Ben Smith (Politico):
CHICAGO — Sen. Barack Obama played his trump card against rivals who questioned his ability to run American foreign policy at a debate Tuesday night, reminding other leading presidential candidates that they — unlike him — voted for the Iraq invasion.

The rowdy, hometown audience for the debate in sweltering Soldier Field, sponsored by the AFL-CIO, welcomed Obama's response to the foreign policy criticism from fellow senators. First came Sen. Chris Dodd of Connecticut, who said Obama's threats to raid Pakistan in search of terrorists could destabilize a friendly but fragile regime.
"Well, look, I find it amusing that those who helped to authorize and engineer the biggest foreign policy disaster in our generation are now criticizing me for making sure that we are on the right battlefield
and not the wrong battlefield in the war against terrorism," Obama said to applause for the crowd.

New York Sen.Hillary Clinton echoed Dodd's criticism, reflecting the view of much of the Washington foreign policy establishment: that preserving Pakistani President Pervez Musharraf's tenuous hold on power should be a key American goal.

”You can think big, but remember you shouldn't always say everything you think if you're running for president, because it has consequences across the world," she said, referring to the risk of a power grab in Pakistan by "Islamist extremists who are in bed with Al Qaeda and the Taliban."

She closed, amid boos: "We don't need that right now."

But Clinton was applauded elsewhere in a debate in which Obama and former North Carolina Sen. John Edwards tried to cast themselves as Washington outsiders, and Clinton as an insider. Edwards and Obama were met with attacks from "basically the whole Senate cloakroom," Edwards adviser Joe Trippi said after the debate, saying Dodd and Delaware Sen. Joe Biden took after Edwards and Obama.

And Clinton herself tried to capitalize on recent dust-ups about her relationship with lobbyists by claiming that enduring name-calling marks her strength.

"You know, I've noticed in the last few days that a lot of the other campaigns have been using my name a lot," she said. "For 15 years, I have stood up against the right-wing machine. And I've come out stronger. So if you want a winner who knows how to take them on, I'm your girl."

Though the debate was staged in Obama's home state, it was also in a sense Edwards' turf. The 2004 vice presidential nominee has made the strongest pitch to labor leaders, having walking — he said — 200 picket lines in recent years.

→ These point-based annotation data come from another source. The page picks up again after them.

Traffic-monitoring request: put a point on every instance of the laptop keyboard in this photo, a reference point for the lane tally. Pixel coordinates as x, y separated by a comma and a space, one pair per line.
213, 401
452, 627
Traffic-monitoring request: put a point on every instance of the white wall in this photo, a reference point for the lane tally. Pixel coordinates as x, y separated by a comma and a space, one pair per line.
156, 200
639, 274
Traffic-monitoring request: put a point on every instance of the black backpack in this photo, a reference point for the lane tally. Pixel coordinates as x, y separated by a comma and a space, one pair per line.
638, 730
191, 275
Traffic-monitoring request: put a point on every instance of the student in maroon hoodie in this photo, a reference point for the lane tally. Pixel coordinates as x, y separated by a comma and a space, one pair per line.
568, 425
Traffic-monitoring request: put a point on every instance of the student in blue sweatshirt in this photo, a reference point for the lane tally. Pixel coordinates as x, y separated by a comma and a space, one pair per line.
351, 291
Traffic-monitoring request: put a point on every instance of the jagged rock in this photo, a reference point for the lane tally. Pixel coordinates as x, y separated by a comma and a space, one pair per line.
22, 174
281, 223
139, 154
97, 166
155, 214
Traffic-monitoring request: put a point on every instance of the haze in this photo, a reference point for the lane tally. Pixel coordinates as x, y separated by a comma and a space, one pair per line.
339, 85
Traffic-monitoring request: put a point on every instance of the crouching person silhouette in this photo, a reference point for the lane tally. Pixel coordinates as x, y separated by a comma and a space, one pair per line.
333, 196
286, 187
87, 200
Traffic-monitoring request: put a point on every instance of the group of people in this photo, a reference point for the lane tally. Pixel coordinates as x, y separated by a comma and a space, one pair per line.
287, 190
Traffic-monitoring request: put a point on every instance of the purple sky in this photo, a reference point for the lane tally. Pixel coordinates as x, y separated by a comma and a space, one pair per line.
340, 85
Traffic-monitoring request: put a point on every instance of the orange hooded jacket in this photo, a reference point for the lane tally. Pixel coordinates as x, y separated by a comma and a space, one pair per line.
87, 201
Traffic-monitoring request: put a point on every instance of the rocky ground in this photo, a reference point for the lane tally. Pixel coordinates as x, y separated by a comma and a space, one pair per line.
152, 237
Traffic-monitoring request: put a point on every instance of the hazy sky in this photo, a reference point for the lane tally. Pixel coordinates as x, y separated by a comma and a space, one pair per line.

"We don't want to change one group of insiders for a different group of insiders," Edwards said, in a veiled shot at Clinton. "We need to give the power in America back to you and back to working men and
women all across this country."

But he came under sharp attacks from Biden and Ohio Rep. Dennis Kucinich, who tried to paint Edwards as a latecomer to the labor cause who only cast himself as the candidate of workers after he was no longer running for Senate in North Carolina, where organized labor is weak.

"I'm your candidate if you want to get out of NAFTA," Kucinich said, after Edwards said that the treaty should be "fixed," not scrapped. "Let's hear it. Do you want out of NAFTA? Do you want out of the
WTO?" Kucinich said to a roaring crowd.

And Biden mocked Edwards' recent devotion to picket lines.

"Where were you the six years you were in the Senate? How many picket lines did you walk on?" he asked.

After the debate, Biden's campaign circulated newspaper articles from Edwards' first campaign in 1998, in which he was quoted supporting a local "right to work" law that makes union organizing harder.

For all their attempts to press their labor credentials, however, the candidates — other than Kucinich — didn't publicly differ on any issues of labor policy.

"The Democrats are united," said a labor adviser to Clinton, Mike Monroe.

The Chicago crowd seemed to lean heavily toward Obama, and Mary Crayton, a former official of the Office and Professional Employees International Union in Chicago was no exception.

"As well as Edwards talked, it’s also important what he did in North Carolina," she said after the debate, echoing Biden's criticism. "I love Obama."